Deep learning goes a lot further than games, if those AI systems have the capacity to swap one context for another. As Togelius explains, the mechanicals and rubric of a highly complex video game like Starcraft are a lot like the real-world architectures behind everything from global logistics businesses to industrial processes.

“Starcraft is a lot like running a company, getting the right thing to the right place at the right time. It’s a great model of some processes we can use for developing algorithms,” he says.

“Other more obvious applications are first-responder training, or, for autonomous cars in the automotive industry, AI trained on driving and racing games applied to simulations for self-driving cars.”

Closer to home, Togelius applied the same kinds of GANs the Lab deploys for level generation and tutorials in games — such as Super Mario Brothers — to a project called MasterPrints, led by Nasir Memon, professor of computer science and engineering, and Arun Ross of Michigan State University.

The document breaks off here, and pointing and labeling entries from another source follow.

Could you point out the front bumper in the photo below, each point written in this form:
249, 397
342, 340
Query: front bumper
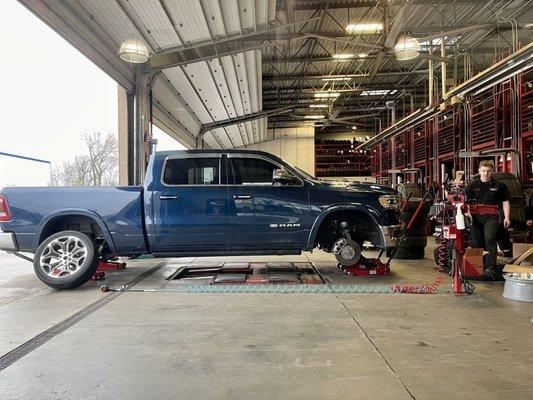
8, 242
390, 235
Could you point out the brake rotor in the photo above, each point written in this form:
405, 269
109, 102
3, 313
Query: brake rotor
347, 252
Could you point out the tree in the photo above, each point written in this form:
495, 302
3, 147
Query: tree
97, 168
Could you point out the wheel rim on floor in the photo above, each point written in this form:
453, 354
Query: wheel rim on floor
63, 257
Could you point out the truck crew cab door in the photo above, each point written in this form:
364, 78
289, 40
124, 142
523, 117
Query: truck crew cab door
264, 215
190, 204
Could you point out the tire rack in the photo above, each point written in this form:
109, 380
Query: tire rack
482, 124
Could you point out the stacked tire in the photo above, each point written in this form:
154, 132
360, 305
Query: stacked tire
415, 240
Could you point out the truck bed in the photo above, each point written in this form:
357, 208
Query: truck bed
119, 208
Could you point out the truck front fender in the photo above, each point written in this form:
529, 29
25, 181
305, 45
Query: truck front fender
50, 218
341, 207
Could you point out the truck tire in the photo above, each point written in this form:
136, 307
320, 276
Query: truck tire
66, 260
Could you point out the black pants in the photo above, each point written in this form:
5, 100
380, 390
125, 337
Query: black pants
485, 235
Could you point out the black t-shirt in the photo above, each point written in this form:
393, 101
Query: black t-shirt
492, 192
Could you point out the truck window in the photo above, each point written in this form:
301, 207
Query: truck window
191, 171
252, 171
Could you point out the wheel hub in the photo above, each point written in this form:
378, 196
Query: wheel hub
63, 257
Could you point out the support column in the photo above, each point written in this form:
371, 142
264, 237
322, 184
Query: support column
125, 137
143, 124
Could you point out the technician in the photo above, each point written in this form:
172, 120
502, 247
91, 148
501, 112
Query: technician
488, 191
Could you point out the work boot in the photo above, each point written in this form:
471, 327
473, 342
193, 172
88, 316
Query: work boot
489, 274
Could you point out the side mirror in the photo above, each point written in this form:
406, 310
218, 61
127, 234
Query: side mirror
283, 177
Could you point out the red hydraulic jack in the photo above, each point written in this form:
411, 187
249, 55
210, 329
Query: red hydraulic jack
107, 266
375, 267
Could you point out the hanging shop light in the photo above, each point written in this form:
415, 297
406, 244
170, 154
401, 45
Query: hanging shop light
406, 48
133, 51
326, 95
343, 56
364, 29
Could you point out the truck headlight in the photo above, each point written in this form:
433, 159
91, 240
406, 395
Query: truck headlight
390, 202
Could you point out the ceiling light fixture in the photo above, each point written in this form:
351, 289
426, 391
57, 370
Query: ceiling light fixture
364, 29
342, 56
337, 79
381, 92
406, 48
326, 95
133, 51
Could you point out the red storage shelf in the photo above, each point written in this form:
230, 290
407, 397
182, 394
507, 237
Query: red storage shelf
446, 136
339, 158
483, 121
420, 144
400, 150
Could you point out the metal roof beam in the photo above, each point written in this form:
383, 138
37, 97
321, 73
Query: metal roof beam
274, 78
243, 118
315, 4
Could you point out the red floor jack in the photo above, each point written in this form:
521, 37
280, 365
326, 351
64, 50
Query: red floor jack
107, 265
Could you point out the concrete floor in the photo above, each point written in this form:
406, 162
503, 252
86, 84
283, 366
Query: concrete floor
264, 346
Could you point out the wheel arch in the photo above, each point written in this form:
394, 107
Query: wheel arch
48, 226
333, 210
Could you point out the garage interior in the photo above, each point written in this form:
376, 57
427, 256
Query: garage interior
393, 93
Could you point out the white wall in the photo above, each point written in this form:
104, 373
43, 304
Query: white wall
293, 145
23, 172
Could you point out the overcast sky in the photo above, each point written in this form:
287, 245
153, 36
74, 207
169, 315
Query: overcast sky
51, 94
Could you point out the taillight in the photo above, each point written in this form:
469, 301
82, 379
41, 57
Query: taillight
5, 214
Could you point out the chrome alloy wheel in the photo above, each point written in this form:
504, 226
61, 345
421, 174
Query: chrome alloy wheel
348, 252
63, 257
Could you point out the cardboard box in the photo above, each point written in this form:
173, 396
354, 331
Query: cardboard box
524, 263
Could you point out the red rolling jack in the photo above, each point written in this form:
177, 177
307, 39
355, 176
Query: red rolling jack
371, 266
107, 266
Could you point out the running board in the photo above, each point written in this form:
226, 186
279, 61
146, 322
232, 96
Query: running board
229, 253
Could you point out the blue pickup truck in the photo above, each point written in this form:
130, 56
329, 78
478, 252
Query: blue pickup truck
194, 203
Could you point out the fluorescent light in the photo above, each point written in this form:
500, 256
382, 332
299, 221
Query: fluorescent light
342, 56
133, 51
364, 29
381, 92
326, 95
337, 79
406, 48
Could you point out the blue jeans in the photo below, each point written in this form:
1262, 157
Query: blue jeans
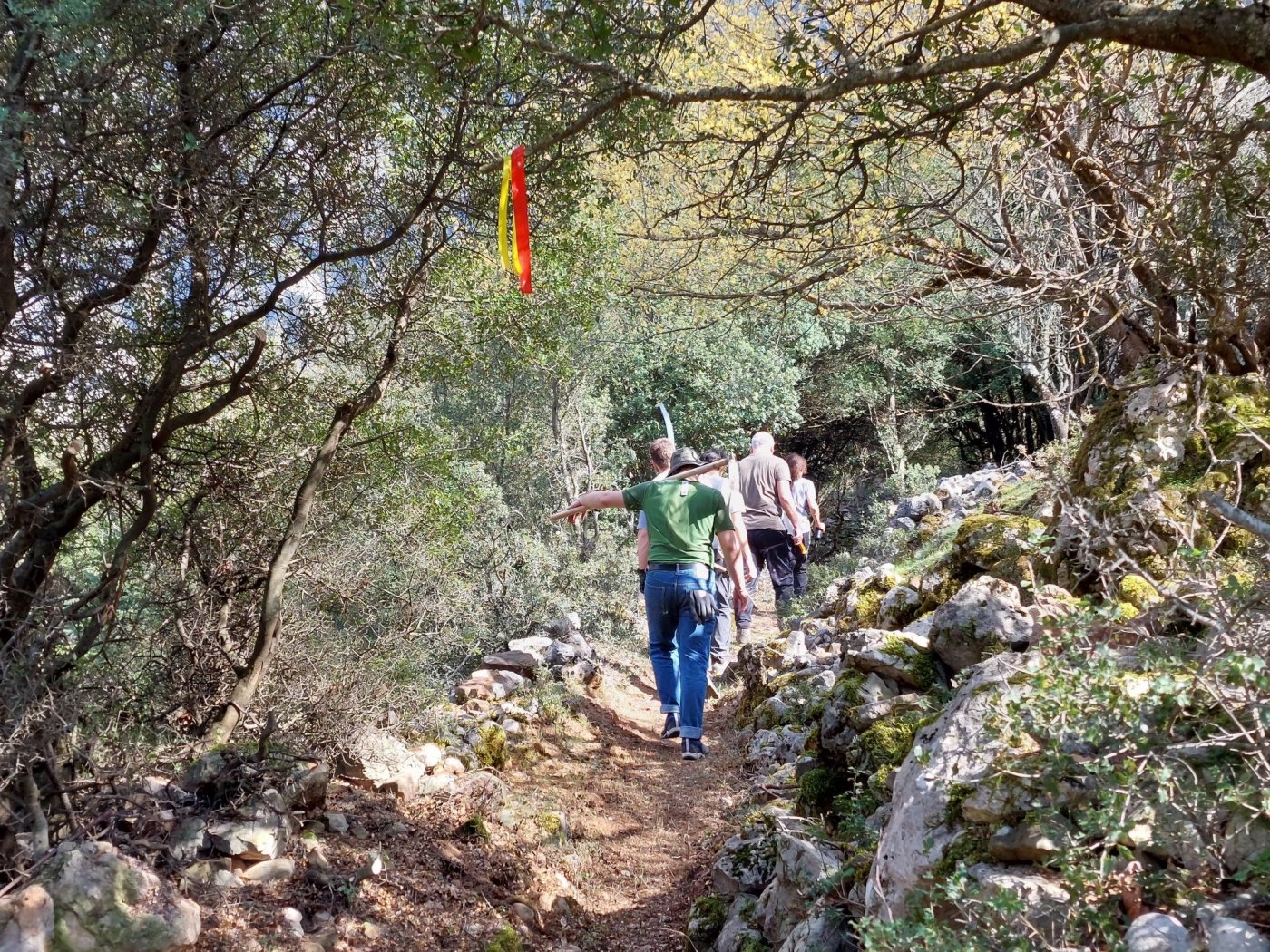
677, 644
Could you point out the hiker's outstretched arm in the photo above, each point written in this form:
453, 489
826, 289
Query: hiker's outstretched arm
730, 548
786, 500
600, 499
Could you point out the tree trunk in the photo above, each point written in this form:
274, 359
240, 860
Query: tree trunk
269, 630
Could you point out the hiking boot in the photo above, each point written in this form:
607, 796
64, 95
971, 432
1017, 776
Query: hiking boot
672, 726
694, 749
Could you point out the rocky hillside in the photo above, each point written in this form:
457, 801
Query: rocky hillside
1043, 725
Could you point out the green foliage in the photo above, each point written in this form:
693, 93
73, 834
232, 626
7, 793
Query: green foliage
492, 748
819, 787
705, 920
504, 941
473, 828
889, 740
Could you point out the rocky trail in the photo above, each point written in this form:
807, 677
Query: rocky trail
596, 838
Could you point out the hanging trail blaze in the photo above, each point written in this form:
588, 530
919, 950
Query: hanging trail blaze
516, 257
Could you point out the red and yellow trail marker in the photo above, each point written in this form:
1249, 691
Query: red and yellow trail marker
514, 251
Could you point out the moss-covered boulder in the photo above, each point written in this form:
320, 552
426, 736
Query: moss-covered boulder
1152, 452
861, 598
994, 543
107, 901
898, 608
705, 922
983, 618
893, 654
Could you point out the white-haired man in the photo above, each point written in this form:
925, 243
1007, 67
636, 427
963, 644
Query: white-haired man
765, 485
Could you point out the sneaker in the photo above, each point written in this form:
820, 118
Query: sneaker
672, 726
694, 749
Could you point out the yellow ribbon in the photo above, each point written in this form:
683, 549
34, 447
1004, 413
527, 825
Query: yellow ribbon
502, 219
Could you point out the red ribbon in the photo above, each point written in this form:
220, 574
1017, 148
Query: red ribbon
521, 219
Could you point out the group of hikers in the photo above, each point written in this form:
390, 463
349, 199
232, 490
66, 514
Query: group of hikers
702, 542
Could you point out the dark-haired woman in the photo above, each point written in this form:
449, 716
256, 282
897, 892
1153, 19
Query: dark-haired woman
808, 516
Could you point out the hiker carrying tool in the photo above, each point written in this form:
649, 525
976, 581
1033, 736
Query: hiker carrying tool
808, 508
765, 485
683, 516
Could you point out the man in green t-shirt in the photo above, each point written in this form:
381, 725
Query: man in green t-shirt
683, 518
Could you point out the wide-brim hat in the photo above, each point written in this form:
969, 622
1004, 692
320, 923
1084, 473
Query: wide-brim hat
683, 459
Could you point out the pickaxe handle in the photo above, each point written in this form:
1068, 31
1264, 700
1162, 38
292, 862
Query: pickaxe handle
695, 471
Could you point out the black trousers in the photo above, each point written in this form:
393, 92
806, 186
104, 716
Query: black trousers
772, 549
800, 565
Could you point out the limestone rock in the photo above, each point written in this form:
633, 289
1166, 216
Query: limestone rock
898, 608
1245, 837
1045, 903
1226, 935
1031, 841
958, 751
260, 837
212, 872
994, 802
188, 840
738, 933
1156, 932
110, 903
523, 663
307, 790
745, 865
381, 761
292, 922
781, 745
27, 920
983, 617
918, 507
823, 930
993, 542
892, 654
565, 626
270, 871
865, 716
533, 645
205, 770
800, 865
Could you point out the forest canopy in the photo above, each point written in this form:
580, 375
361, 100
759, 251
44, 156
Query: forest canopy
270, 406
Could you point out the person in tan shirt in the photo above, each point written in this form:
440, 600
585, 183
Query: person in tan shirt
765, 486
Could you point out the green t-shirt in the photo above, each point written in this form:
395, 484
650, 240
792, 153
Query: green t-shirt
682, 520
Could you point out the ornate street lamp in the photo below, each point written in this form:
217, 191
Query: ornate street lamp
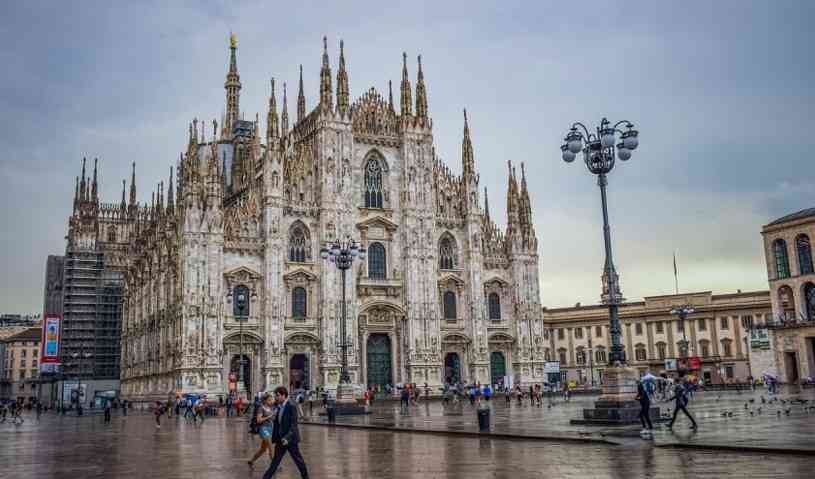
599, 151
601, 148
243, 315
342, 254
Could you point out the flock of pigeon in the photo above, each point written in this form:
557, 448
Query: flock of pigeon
785, 405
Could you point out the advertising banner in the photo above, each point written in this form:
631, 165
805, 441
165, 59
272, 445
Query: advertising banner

MasterPrints exposed profound security vulnerabilities in the fingerprint identification systems used in most smartphones.

DeepMasterPrints, led by Togelius and Bontrager, the lead author of the paper, took it a step further: the researchers were the first to combine a GAN with an evolutionary algorithm (or Latent Variable Evolution, which uses mechanisms inspired by biological evolution) to train the GAN to match a large number of prints stored in fingerprint databases. By doing so they were able to create a print that, like a locksmith’s master key, could theoretically unlock a large number of devices. Bontrager presented the work at the IEEE International Conference of Biometrics: Theory, Applications and Systems, where it won the Best Paper Award.

“The paper had such impact partly because nobody had thought of combining GANS and evolutionary algorithms,” says Bontrager. 

A member of the Future Labs at NYU Tandon, Origen.AI,  which counts Togelius as a chief scientific advisor, is also applying game-type AI to real-world contexts: the startup, founded and led by Rodriguez is focused on increasing energy efficiency by reducing carbon emissions. Among other things, the company develops methods for optimizing output drilling operations, where the very complex work of analyzing geological data to identify optimal drilling is time-consuming and costly, yet extremely important. 

“There are methods for doing these calculations but they are extremely slow; even with the best computers it takes hours or days,” says Rodriguez. “But we can employ the same methods we use to predict the future situation in a game like Starcraft to do predictive modeling on drilling operations. We can predict what is going to happen if we drill new wells, pump oil injects water and all of this turns to be very much like playing a game.”